現在の携帯電話のシステムでは、比較的新しい3Gのシステムでも、 音声通話は一般のデータとは分離して通信している。 また、電話向けに遅延を抑えるようにしたり、制御用チャネルを別途用意している。

一方では、最近流行しているIP電話は、データごとの特徴をほとんど考慮せずに、 インフラの共通化を優先した結果、非常に安くできるようになったのも事実だ。 音声で使用される帯域に対して十分な帯域があり、 ベストエフォートでサービスすることを前提にしたものだ。

また、主に室内で数Mbpsを確保できる無線LAN(Wi-Fi)では、 無線LANIPケータイ電話 が使われているので、簡単に実現しそうだと感じる。 実は、高速通信可能といっても端末一台あたりの最大値であるので、 多数の端末と基地局が存在する携帯電話のシステムで機能する保証はない。 実際、新しい携帯電話システムの実験しても、 実用化までたどり着かないケースも多い。

多数の通信方式が候補に

3Gのような携帯電話のシステムは、ITU(国際電気通信連合)で標準化が進められている。 一方で、高速無線LANをはじめとする無線システムの標準化がIEEE (電気電子学会)で進められている。 ジュネーブに本部があるITUは主に電話などの通信関係の標準化をしており、 IEEEはアメリカに本部があり、 コンピュータおよびネットワーク関係の標準化を行っている。 携帯電話は、グローバルな相互接続性が求められることもあり、 前者は音声通信ありき、後者はデータ通信中心のシステムが考えられている。

オールIP化されたケータイは、 ユーザから見たシステムはどれも大差がないとも言える。 なお、広帯域を実現するには必然的に使用する周波数も高くなるため、 ビルや地下には電波は届きにくくなるため、 事業者がどれだけサービス展開をするかで評価される可能性がある。

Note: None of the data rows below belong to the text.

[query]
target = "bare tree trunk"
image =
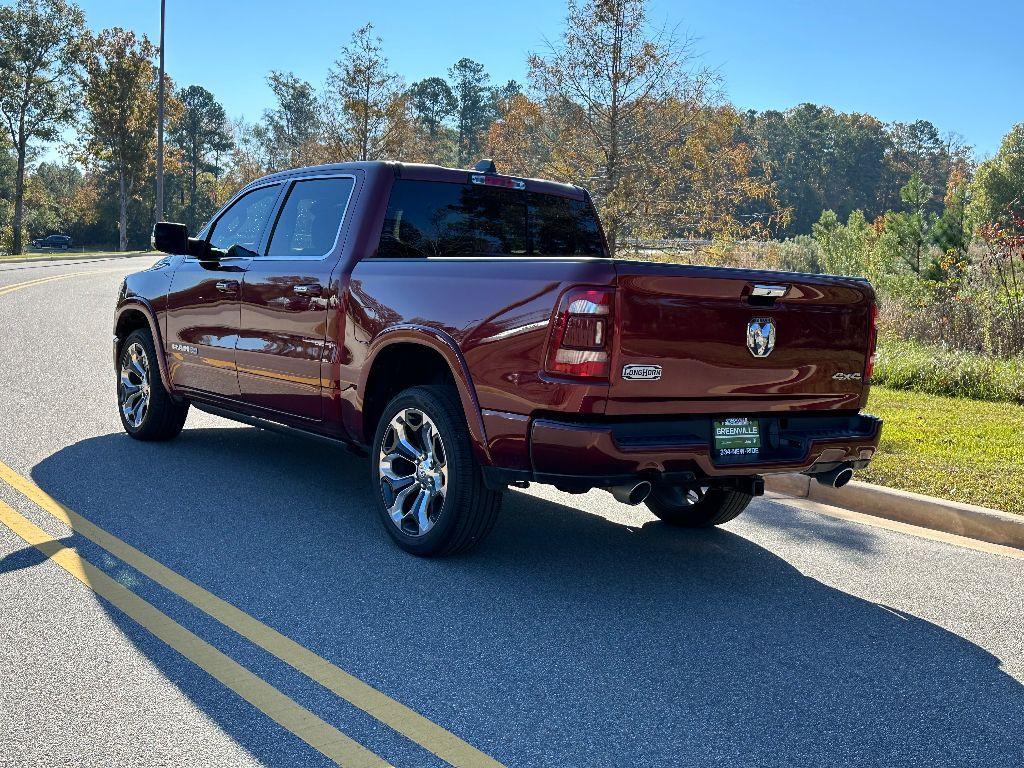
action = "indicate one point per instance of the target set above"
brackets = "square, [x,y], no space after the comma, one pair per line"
[366,124]
[612,232]
[192,193]
[16,245]
[123,220]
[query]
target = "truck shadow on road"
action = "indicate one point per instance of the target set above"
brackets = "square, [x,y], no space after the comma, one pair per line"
[566,639]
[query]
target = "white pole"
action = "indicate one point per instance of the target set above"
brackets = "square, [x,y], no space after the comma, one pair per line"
[160,122]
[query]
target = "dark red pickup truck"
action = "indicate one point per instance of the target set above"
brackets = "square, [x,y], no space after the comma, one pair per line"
[469,332]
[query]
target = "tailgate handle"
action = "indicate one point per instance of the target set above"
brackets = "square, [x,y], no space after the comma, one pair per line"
[769,292]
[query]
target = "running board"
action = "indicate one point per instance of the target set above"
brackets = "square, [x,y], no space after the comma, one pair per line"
[272,426]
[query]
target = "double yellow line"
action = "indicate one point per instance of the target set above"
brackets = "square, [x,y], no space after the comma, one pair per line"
[50,279]
[321,735]
[304,724]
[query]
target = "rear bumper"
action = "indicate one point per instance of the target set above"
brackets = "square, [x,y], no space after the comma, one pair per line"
[607,452]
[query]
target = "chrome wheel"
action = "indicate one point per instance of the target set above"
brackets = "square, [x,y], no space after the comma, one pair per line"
[133,390]
[413,472]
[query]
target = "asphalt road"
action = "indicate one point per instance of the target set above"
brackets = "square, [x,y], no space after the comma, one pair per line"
[583,633]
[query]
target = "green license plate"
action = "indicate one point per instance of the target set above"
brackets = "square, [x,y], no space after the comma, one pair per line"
[737,437]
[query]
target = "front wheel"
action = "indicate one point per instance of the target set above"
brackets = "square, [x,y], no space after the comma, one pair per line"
[429,488]
[696,506]
[147,412]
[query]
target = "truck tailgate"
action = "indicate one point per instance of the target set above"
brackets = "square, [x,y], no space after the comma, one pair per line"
[694,324]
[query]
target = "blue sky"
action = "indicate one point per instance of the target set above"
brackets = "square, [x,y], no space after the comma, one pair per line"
[958,65]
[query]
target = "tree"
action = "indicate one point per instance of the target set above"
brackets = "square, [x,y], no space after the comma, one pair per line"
[40,53]
[473,113]
[121,107]
[951,230]
[911,225]
[294,126]
[201,134]
[370,105]
[433,102]
[997,189]
[615,95]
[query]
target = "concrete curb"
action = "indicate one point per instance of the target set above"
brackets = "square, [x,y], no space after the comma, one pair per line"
[916,509]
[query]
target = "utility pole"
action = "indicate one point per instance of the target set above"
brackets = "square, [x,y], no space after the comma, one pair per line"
[160,122]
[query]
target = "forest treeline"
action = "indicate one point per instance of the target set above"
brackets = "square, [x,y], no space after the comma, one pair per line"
[615,104]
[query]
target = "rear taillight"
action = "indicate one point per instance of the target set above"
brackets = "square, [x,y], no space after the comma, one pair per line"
[579,345]
[872,342]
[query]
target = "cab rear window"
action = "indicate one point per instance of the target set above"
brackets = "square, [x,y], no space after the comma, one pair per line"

通信速度がこれ以上高速化されても、ケータイに特有のコンテンツは考えにくい。 既にブロードバンドになっている有線ネットワークの状況を考えると テレビ電話のような映像も送ることが一般的になる可能性は現状それほど高くない。 音声通話が定額制だけがキラーアプリケーションでは、 単純にノートPCに接続して高速データ通信を行うだけになってしまう。 また、乱立した規格は混乱の元にもなり、 過渡期にこそ複数の周波数あるいは規格に対応した端末が望まれる。 そうなれば、ユーザは方式の違いは意識することなく使うようになり、 3Gと同様に次世代への移行が進まないということになりかねない。 ただし、2012年まで2Gを継続するという計画を聞くと、 そのような心配は当分先のことになりそうである。